In their appeal filed with state officials on Wednesday, activists accuse Long Beach Unified of redirecting a portion of the state funding these high-need students generate — some $31 million — to cover more general expenses rather than targeted programs.
So what distinguishes a "targeted" program from an expenditure benefiting all students? Long Beach Unified officials contend that in a district where 70 percent of students fit into at least one of these high-need groups, even spending not "targeted" at these students still probably benefits them.
"The appellants' arguments are weak," district spokesman Chris Eftychiou said in an interview, "because they're trying to make … the LCFF into something that it's not. They've imagined burdens not imposed by the law and claimed that we failed those imagined burdens. If the state follows the law, we should prevail."
But the activists' attorney, Angelica Jongco, argues the district's obligation to spend funds on low-income students, foster youth and English learners is central to the state law.
Since 2013, as Gov. Jerry Brown and state lawmakers promised, the new school funding formula has increased the state's spending on K-12 education by $12.8 million. But in exchange for the extra funding — and some additional flexibility in how to spend it — lawmakers said school districts would need to spend the additional money generated under this law on targeted services for those three high-need groups.
"A district like Long Beach — that serves a lot of high-needs students — also receives a lot more money than other districts that don't," said Jongco, who works for the non-profit law firm Public Advocates. "There's a lot of responsibility that comes with that funding."
The activists had filed a complaint in April, accusing Long Beach Unified officials of misspending a larger sum — roughly $40 million — they feel should have been spent on low-income students, foster youth and English learners.
Long Beach Unified has since shifted its spending, significantly reducing the amounts of funding generated by these high-needs students — known as "supplemental and concentration" dollars — that gets spent on teacher salaries and on technology costs.
But the activists felt the district could do better. Their appeal says Long Beach Unified officials have failed to justify spending $14.5 million in funding generated by high-needs students on instructional aides, and another $17 million of these dollars on district-wide textbook purchases.
In an interview, Long Beach Unified's Robert Tagorda defended the use of supplemental and concentration dollars on these expenditures. He argued the textbook expenditure is actually for software that specifically helps English learners — one of the high-need groups state law identifies. The instructional aides, he added, also directly benefitted students struggling with English or math.
"By assigning these instructional aides to support our classroom teachers," said Tagorda, the district's Director of Equity, Access, College and Career Readiness, "their job predominantly is to help the neediest kids in those classrooms. From our vantage point, that actually precisely upholds the spirit of LCFF."
But textbooks are fundamental to all students learning, Jongo argued, saying activists found it difficult to understand how such a basic expenditure required the use of these special, earmarked funds.
Jongco also noted an outside investigator the instructional aides' job descriptions did not clearly tie them to helping high-needs students.

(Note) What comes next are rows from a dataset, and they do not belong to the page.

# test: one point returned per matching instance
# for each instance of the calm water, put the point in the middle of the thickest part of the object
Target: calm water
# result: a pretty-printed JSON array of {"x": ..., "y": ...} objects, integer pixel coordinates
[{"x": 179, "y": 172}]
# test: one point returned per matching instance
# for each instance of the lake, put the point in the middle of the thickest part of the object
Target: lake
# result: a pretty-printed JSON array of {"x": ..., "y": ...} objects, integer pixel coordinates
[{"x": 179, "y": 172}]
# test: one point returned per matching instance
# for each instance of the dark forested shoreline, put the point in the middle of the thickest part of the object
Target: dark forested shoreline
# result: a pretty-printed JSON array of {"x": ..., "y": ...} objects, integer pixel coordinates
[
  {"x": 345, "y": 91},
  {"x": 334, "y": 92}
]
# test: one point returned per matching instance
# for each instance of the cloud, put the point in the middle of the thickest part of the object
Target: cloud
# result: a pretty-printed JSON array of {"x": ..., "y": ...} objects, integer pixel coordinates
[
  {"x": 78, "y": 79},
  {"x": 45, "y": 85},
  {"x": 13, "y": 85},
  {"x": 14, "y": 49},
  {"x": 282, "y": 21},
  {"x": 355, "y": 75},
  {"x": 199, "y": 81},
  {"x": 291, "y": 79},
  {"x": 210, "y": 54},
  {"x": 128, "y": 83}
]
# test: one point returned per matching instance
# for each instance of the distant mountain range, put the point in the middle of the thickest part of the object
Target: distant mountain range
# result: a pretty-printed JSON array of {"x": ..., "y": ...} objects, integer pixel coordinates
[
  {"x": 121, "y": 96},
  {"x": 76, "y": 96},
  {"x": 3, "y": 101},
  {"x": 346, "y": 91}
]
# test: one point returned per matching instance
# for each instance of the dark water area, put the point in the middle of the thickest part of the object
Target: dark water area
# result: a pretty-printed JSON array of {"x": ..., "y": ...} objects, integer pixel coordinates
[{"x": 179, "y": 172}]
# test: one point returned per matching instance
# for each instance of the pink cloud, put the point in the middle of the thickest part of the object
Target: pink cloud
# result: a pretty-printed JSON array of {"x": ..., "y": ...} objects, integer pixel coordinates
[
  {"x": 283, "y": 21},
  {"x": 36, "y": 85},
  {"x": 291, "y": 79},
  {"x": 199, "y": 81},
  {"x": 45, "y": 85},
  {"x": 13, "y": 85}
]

The dispute in Long Beach closely mirrors a dispute in the neighboring Los Angeles Unified School District, where Public Advocates and ACLU attorneys — including Jongco — represent a separate coalition of parents and advocacy groups in a lawsuit against the district over its use of funding generated by high-needs students.
L.A. Unified School Board members have authorized district officials to negotiate a settlement in that case, which will likely result in the spending of millions in additional dollars at district campuses. The settlement, though, has not yet been finalized.